James Landauer Widdoes (born November 15, 1953), sometimes billed as Jamie Widdoes, is an American actor and television director.

==Early life==
Widdoes was born in Pittsburgh, Pennsylvania. He was the son of Barbara (Landauer) and W. Peirce Widdoes. His maternal great-grandmother was ephemera and sheet music collector Bella Clara Landauer. He graduated from The Loomis Chaffee School in Windsor, Connecticut, in 1972, and serves on its board of trustees. Widdoes began his acting career during college, starring in a production of The New Amen Show at the Diners Playhouse in Lexington, Kentucky, in 1974. He attended Skidmore College in 1972 and then transferred to New York University's Tisch School of Arts, graduating in 1976 with a Bachelor of Fine Arts degree. While in New York, he roomed with actors as Michael O'Keefe and The Great Santini. He then began performing in productions such as the 1977 Equity Library Theatre revival of Wonderful Town and the 1982 Broadway musical Is there life after high school? His role in this last production won him a Theatre World Award.

==Career==
Widdoes starred as senior student and fraternity president Robert Hoover alongside John Belushi in the 1978 film National Lampoon's Animal House as well as the 1979 TV series spin-off Delta House. He guest-starred in TV series, including Remington Steele, Night Court, Dave's World, The Goldbergs and My Wife and Kids. Widdoes starred as the patriarch of the Pembroke family, Stan, in the 1984-1985 seasons of Charles in Charge. He was a frequent panelist on game shows, including The Match Game-Hollywood Squares Hour and Super Password.
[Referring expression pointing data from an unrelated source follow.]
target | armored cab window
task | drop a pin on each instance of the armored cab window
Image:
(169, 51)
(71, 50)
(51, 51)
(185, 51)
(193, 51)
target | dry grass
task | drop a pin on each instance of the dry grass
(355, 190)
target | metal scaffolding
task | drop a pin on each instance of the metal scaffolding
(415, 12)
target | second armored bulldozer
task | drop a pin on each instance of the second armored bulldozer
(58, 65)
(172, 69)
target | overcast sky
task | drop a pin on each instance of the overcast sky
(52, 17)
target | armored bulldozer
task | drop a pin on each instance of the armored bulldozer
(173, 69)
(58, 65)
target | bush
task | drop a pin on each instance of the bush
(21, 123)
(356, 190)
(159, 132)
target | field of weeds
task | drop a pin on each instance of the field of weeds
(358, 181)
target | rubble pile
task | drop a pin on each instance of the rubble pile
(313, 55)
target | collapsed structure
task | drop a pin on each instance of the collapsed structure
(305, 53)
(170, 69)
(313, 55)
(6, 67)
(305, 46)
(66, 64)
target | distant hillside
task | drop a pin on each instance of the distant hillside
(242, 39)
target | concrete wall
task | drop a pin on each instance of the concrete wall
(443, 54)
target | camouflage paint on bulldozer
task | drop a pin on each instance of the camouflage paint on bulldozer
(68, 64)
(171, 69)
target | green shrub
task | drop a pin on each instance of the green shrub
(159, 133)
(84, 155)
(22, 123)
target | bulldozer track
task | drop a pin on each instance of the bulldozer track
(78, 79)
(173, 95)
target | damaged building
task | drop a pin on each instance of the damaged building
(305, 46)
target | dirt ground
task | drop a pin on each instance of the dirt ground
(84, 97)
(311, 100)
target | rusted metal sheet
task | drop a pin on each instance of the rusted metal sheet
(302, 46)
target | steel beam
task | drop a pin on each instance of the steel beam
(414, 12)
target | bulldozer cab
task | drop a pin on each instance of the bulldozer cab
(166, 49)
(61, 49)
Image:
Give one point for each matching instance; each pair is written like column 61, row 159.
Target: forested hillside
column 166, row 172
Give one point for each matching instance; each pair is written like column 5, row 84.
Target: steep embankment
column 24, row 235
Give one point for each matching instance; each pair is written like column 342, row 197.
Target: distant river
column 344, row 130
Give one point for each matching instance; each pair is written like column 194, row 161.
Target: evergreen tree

Beginning in 1998, Widdoes produced and/or directed episodes for television series, including Just the Ten of Us, Empty Nest, Anything But Love, Harry and the Hendersons, Boston Common, Brother's Keeper, Reba, 8 Simple Rules (For Dating My Teenage Daughter), The King of Queens, 'Til Death, Mom, The Bill Engvall Show, Broke, and Extended Family. He directed several episodes of Two and a Half Men during the show's first six seasons, and began directing the series regularly beginning with season seven. Widdoes directed all but two episodes of the series' final six seasons. From April 2015 to May 2021, he directed 122 of the 170 episodes of Mom.